The Court also notes, though it is not crucial to the decision, that plaintiffs have alleged in their second amended complaint that the WIC leadership council stopped tracking company-by-company text messaging revenues immediately after this suit was filed. This allegation, considered together with plaintiffs' other allegations detailed here and in the Court's prior decision, further supports the claim of conspiracy.

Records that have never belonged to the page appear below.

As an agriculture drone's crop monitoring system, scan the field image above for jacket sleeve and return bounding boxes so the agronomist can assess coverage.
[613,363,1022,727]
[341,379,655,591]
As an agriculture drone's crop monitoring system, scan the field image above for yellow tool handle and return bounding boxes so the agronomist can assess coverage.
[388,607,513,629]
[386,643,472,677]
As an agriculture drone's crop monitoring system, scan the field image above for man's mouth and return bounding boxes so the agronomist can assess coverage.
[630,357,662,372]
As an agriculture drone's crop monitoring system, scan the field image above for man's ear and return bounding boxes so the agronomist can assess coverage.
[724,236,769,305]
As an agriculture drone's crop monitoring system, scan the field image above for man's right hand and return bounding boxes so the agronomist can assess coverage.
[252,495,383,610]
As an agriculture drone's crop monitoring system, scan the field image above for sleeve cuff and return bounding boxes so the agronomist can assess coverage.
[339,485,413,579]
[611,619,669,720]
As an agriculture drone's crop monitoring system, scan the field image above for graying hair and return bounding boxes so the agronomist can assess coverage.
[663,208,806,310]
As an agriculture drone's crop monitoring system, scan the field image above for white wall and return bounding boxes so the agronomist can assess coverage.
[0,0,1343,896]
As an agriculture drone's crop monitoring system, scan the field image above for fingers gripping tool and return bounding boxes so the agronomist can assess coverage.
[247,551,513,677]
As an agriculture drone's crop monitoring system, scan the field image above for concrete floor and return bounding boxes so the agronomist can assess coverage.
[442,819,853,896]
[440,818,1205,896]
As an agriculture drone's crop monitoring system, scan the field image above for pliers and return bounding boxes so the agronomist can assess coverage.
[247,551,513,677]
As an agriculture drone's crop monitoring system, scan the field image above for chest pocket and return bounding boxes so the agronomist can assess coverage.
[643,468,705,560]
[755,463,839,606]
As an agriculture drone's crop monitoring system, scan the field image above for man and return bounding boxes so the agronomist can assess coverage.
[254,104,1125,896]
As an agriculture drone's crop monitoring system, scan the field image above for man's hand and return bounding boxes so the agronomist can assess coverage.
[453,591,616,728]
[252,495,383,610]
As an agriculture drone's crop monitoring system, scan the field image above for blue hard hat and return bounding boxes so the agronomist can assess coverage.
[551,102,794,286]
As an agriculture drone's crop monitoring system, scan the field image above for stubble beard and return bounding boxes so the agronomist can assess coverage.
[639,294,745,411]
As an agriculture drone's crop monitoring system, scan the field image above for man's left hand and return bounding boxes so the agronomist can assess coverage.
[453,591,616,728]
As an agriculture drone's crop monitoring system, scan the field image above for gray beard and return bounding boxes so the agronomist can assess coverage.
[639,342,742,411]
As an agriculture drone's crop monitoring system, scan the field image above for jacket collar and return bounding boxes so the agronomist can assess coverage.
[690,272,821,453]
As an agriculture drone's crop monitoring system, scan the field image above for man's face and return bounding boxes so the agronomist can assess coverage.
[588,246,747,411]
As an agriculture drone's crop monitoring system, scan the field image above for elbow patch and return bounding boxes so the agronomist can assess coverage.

Plaintiffs' new allegations, of course, do not stand alone. Rather, they must be read in conjunction with plaintiffs' other allegations, including those that were in the previous version of the complaint. Plaintiffs have also clarified that they contend that prior to the conspiracy, defendants were not charging a common price — contrary to what the Court assumed from their earlier complaint. See In re Text Messaging, 2010 WL 5066652, at *8. Plaintiffs have also reasserted their earlier allegations that defendants made parallel price increases for individual text messages following CTIA/WIC meetings. Those allegations were, the Court ruled, insufficient in the context of the prior version of the complaint. But when viewed in light of plaintiffs' new allegations providing further detail about the nature of the alleged conspiratorial meetings and their participants, as well as the contention that the defendants exchanged pricing information at those meetings, the Court now concludes that plaintiffs have alleged enough to take their conspiracy claim out of the realm of the conclusory or merely possible and carry it into the realm of the plausible. Plaintiffs no longer allege "[no]thing other than 'merely parallel conduct that could just as well be independent action,'" id. at *11 (quoting Twombly, 550 U.S. at 558). Rather, they have now sufficiently alleged an actionable agreement among the defendants to fix prices.

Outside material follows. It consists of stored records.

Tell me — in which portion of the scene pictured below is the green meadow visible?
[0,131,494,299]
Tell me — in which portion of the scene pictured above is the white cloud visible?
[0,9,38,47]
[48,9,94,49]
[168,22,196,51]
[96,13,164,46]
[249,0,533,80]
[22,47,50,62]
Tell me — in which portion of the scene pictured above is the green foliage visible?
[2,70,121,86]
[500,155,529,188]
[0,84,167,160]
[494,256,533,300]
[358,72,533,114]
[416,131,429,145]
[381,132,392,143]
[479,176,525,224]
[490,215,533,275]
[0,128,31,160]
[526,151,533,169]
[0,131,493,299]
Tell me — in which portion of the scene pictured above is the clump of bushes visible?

Defendants correctly point out that plaintiffs' allegations regarding the content of the meetings are not documented by any of the evidence they cite in their complaint or in their motion to amend. That, however, is not necessary. Neither Twombly nor Iqbal requires a plaintiff to prove his case in the complaint, nor do they impose a summary judgment-like standard to be applied at the pleading stage. Indeed, though these cases require a plaintiff's claims to be plausible, they "do [] not impose a probability requirement at the pleading stage." Twombly, 550 U.S. at 556. An otherwise "well-pleaded complaint may proceed even if it strikes a savvy judge that actual proof of those facts is improbable, and that recovery is very remote and unlikely." Id.
Defendants argue that the presence at CTIA/WIC meetings of persons other than representatives of the defendants defeats any claim that a conspiracy could have been hatched or carried out during those meetings. Accepting this argument would require the Court to find facts against the plaintiffs and contrary to their allegations, which is inappropriate on a motion to dismiss for failure to state a claim, even in the post- Twombly and Iqbal environment.